Arrests made in pipeline protest
WINONA -- Smith County deputies arrested three protesters near Winona after chaining themselves to heavy concrete blocks inside a section of a controversial pipeline under construction in East Texas.
Smith County Sheriff J.B. Smith said two men and one woman were arrested for criminal trespass after deputies removed the protesters from inside a section of the 36-inch steel pipe. The protestors also will be charged with resisting arrest and illegal dumping, more than 500 pounds but less than 1,000 pounds, he said.
The activists, from Oregon, Florida and Louisiana, were released Monday afternoon on $500 surety bonds.
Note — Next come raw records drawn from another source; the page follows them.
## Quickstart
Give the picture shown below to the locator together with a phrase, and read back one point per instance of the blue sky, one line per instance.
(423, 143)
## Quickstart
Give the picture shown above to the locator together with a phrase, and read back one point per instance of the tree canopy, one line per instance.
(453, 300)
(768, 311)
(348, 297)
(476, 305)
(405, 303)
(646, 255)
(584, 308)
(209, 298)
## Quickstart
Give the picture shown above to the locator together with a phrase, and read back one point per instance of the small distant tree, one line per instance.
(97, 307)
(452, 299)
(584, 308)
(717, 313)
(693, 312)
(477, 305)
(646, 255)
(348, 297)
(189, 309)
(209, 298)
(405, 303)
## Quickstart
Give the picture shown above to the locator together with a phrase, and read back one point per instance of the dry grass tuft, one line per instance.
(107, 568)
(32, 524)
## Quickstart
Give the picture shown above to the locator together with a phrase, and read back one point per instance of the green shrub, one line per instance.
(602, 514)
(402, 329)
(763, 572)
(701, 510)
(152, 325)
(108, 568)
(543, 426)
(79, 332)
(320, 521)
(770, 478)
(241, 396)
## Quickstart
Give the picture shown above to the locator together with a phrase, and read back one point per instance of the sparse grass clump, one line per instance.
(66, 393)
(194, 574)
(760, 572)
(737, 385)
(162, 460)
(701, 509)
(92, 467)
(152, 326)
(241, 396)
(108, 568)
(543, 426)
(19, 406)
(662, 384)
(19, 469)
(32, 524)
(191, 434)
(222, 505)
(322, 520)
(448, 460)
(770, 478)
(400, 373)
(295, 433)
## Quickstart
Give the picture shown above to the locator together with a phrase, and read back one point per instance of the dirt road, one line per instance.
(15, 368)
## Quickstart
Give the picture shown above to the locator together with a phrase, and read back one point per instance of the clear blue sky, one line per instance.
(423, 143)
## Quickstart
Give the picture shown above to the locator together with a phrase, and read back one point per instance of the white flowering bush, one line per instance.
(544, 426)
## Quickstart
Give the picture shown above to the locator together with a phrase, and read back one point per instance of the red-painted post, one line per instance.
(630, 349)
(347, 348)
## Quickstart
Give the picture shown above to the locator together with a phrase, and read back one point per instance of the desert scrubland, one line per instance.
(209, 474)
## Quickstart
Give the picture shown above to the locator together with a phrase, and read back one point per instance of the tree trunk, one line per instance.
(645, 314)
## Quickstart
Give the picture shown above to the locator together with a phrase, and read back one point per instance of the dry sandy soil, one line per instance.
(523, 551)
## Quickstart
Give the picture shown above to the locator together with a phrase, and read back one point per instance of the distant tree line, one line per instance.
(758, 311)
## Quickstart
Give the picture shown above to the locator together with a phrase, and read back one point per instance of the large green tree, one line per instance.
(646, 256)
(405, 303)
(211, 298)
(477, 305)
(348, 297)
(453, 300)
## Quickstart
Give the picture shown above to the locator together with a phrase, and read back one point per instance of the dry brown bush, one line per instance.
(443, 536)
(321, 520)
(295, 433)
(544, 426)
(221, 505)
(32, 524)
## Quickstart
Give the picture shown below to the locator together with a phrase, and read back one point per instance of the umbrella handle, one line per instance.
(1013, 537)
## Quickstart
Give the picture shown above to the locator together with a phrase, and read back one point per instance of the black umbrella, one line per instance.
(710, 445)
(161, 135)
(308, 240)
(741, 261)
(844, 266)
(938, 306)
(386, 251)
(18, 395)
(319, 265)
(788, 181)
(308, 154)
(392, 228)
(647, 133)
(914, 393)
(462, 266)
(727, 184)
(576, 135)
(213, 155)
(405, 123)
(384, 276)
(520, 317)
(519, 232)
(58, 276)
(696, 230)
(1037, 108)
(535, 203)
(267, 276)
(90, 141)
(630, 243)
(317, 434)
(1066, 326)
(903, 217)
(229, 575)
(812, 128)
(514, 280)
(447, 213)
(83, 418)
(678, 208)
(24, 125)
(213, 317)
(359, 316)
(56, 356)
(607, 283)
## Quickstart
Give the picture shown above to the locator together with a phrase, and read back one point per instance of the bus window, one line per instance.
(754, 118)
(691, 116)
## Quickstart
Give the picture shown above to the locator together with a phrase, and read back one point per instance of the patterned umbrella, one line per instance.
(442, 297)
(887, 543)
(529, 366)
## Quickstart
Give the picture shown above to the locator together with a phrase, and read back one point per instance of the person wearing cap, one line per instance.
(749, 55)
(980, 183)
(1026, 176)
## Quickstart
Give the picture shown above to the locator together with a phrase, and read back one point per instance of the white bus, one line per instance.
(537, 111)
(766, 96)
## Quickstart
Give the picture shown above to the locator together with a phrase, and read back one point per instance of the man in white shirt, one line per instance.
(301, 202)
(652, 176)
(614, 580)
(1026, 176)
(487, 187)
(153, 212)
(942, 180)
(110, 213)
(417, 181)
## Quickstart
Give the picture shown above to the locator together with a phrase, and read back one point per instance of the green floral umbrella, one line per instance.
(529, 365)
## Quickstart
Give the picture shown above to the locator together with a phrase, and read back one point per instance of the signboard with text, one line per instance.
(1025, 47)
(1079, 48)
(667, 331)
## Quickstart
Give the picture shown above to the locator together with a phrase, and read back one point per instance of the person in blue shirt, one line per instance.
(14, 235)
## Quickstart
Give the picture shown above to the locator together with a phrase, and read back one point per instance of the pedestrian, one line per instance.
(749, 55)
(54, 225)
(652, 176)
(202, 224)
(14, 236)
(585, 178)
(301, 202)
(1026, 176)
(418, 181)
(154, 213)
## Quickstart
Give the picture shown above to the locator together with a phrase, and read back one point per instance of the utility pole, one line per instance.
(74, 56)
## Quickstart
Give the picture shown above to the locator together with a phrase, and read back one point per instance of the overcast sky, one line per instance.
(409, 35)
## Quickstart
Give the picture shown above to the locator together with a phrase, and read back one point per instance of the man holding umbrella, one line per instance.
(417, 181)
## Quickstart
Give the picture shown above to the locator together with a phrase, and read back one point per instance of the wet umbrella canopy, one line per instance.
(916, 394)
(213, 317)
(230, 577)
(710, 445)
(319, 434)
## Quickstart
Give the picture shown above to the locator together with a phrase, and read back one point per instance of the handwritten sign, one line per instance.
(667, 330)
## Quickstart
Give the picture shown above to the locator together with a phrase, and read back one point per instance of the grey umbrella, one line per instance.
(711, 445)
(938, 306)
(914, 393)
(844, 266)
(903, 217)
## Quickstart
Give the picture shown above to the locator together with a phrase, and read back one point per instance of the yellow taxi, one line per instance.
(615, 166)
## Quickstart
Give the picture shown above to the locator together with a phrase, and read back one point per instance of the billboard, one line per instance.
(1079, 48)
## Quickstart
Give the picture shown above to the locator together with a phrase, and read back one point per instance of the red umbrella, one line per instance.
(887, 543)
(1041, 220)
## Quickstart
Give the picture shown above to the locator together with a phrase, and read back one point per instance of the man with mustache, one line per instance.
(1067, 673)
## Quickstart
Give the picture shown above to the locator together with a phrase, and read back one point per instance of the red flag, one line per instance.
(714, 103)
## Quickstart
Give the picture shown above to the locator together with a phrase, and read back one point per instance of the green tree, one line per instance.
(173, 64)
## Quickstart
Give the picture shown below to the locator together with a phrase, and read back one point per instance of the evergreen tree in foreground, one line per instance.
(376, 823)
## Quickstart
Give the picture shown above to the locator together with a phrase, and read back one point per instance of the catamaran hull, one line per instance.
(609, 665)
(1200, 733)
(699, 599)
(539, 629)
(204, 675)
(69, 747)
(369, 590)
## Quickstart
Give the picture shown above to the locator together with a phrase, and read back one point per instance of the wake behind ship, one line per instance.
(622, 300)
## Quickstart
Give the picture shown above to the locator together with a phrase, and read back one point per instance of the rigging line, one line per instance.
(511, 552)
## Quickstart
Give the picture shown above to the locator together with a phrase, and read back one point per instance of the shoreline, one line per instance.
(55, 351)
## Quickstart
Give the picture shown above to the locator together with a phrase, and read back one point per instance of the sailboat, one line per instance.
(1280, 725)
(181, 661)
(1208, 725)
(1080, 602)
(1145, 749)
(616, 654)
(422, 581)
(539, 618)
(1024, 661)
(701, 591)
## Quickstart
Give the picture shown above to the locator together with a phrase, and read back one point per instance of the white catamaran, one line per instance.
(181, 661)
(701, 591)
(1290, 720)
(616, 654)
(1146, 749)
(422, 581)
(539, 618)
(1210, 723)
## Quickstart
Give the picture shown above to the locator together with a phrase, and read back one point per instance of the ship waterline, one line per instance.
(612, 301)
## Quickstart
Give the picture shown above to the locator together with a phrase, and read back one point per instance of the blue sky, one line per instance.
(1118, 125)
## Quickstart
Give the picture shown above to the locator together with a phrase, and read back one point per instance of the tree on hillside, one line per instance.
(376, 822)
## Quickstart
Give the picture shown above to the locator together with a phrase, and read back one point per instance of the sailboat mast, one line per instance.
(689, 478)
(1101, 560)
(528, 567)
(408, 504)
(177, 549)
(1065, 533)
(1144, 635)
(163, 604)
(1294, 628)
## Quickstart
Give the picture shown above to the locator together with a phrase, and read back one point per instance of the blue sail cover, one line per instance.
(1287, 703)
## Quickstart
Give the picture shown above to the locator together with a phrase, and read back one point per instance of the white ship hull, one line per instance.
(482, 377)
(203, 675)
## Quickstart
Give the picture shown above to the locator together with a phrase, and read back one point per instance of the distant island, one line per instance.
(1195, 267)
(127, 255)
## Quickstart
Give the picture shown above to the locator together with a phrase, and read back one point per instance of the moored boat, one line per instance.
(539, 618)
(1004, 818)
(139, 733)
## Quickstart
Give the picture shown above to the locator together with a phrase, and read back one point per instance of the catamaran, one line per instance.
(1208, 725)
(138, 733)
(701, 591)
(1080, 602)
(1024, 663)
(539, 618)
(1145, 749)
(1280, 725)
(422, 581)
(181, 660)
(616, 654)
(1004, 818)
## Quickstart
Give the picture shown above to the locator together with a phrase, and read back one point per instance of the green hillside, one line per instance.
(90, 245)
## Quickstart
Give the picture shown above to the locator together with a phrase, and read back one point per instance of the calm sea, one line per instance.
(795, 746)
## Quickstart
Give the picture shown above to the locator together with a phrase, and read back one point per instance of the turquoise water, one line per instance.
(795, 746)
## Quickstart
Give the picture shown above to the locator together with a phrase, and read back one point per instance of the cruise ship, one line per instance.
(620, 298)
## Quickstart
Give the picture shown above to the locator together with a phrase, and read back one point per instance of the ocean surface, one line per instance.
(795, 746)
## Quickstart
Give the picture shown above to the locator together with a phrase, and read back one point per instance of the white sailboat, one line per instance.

Work crews sat idle Monday morning until past noon waiting for the pipe to be cleared as around two dozen protesters with Tar Sands Blockade shouted encouragement to their colleagues and directed frustrations toward more than two dozen Sheriff's Office personnel gathered around the site at the corner of County Road 363 and County Road 357 east of Winona, including members of its SWAT team.
Tar Sands Blockade spokeswoman Kim Huynh said the protesters risked life and limb on behalf of local landowners who say TransCanada, a Canadian pipeline company, bullied them and used fraud, deceit and illegal eminent domain actions to acquire right-of-way on their land for the project, which will connect Canadian tar sands fields with refineries near Houston.
Ms. Huynh said activists will continue delay tactics as courts and regulatory agencies in Texas and other states decide legal challenges against the pipeline.
"We've settled in for the long-term," she said. "Landowners are supportive because they've been lied to (by TransCanada) and because they see a threat to their health and safety."
The site, she noted, pointing to a home around 50 yards from the snaking pipe, is "literally in these people's backyard."
Environmentalists say pipelines carrying tar sands pose a danger because spills occur more frequently and are harder to clean.
Ms. Huynh said protesters are the last line of defense for landowners along the 435-mile, $2.3 billion section, which will connect refineries and storage facilities in Oklahoma with refineries along the Gulf Coast.
Tars Sands Blockade protesters have shut down construction with similar tactics along the pipeline's path, which runs through eastern Wood and Smith counties, northeast and southeast corners of Cherokee County and western Nacogdoches County.
The pipeline would lie just east of Winnsboro, Hawkins, Winona, New Chapel Hill, Arp, New Summerfield, Reklaw and Wells.
In October, actress Darryl Hannah and Winnsboro resident Eleanor Fairchild were arrested for preventing construction crews to clear trees on Mrs. Fairchild's land. Both were arrested for criminal trespass.
Smith said this was the first encounter with pipeline protesters.
"They have a right to protest, but they don't have the right to stop the construction of the pipeline," he said. "If they do so they will be arrested."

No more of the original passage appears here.